Os temas de abuso nos relacionamentos entre personagens foi especialmente efetivo comigo. Luca e Rhem são protagonistas fáceis de se identificar, e a experiência de pessoas que você ama terem tanto controle sobre seus sentimentos faz completo sentido. Um dos chefes recorrentes no jogo é o Pesadelo, um doppelganger da Luca usando o moveset completo dela. Apesar de Luca nunca ter feito nada para merecer isso, ela sente muita culpa pela morte de Kaz, assim como sentiu quando ele estava vivo.




Me agradou muito como a história apontou evidências para o pensamento de Luca. Coisas que, aos olhos dela, são claras provas de que Kaz estava certo e é tudo culpa dela, mas que para pessoas de fora não teria como interpretar dessa forma. Amar alguém que te faz sentir dessa forma de fato cega sua visão para seus próprios desejos e necessidades. Luca querer salvar sua família antes de fugir com Kaz no meio do apocalipse faz total sentido para todo mundo — menos pra Luca, porque essa decisão pode ou não ter levado ao fim de seu amigo.


Kaz fez Luca acreditar que as suas boas notas eram o motivo para os pais odiarem ele. Dessa fez Rhem acreditar que a culpa de estarem presos naquele laboratório foi do Rhem. Kaz fez Luca acreditar que por ela ter uma família pobre e morar na pior área da cidade, devia se sentir grata por estar ao lado dele. Dessa fez Rhem acreditar que seu amor era falso por ter o “deixado” para trás no seu plano de voltar para casa. Nas palavras de Luca para Rhem: “Nós temos o mesmo problema, cara. Nós somos, sei lá, idiotas.” Uma poeta.
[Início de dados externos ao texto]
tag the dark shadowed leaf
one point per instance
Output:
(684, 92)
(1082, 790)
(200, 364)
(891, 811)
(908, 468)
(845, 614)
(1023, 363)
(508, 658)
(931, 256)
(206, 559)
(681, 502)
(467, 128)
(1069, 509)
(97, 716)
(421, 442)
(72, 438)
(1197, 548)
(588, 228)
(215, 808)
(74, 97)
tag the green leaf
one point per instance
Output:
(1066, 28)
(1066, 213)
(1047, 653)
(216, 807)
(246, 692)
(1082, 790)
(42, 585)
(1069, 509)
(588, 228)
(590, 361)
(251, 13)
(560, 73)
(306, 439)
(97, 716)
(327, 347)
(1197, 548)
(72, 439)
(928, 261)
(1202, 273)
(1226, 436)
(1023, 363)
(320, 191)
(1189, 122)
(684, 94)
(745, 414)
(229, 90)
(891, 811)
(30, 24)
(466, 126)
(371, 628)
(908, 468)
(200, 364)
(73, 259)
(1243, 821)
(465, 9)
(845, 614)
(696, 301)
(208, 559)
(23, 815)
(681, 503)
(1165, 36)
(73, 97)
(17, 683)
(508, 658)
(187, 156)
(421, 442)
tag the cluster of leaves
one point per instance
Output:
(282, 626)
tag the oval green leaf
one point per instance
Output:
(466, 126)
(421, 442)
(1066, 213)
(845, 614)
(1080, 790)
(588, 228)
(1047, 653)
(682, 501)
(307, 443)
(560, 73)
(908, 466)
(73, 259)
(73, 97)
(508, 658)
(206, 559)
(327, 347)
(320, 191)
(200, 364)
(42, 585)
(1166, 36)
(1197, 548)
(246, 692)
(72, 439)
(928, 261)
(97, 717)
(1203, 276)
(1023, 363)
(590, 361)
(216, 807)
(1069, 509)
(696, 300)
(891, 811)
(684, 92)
Eu também admiro a abordagem de Possessor(s), pois esses temas nunca roubam os holofotes da gameplay que toma 90% do jogo. Mesmo com boa parcela do jogo sendo corridas por um mapa gigante e combates contra objetos possuídos, a história não está nem pouco presente nem sendo intrusiva. É um jogo bastante equilibrado, e esse equilíbrio foi importante para me fazer admirar e me divertir com a história.


Bem, com isso, acho que podemos dar adeus. Por mais que Possessor(s) tenha seus tropeços, eventualmente caminhou até o fim e me convenceu com ingredientes de sua composição que eu não esperava ligar. Sua mensagem ressoa comigo e sei que também com muitas pessoas que conheço que ainda não jogaram, e por esse motivo, não acho que esquecerei dele. Gostaria que a Heart Machine revisitasse o projeto em um futuro próximo para dar a ele uma DLC ou duas, pois adoraria ter novas armas e mecânicas, ou quem sabe um modo adicional como os de Castlevania?

Bem, o futuro vai dizer. Até lá, boa noite a todos e bom feriado!

Uma cópia de Possessor(s) para PC foi concedida pela Devolver para análise no Recanto do Dragão.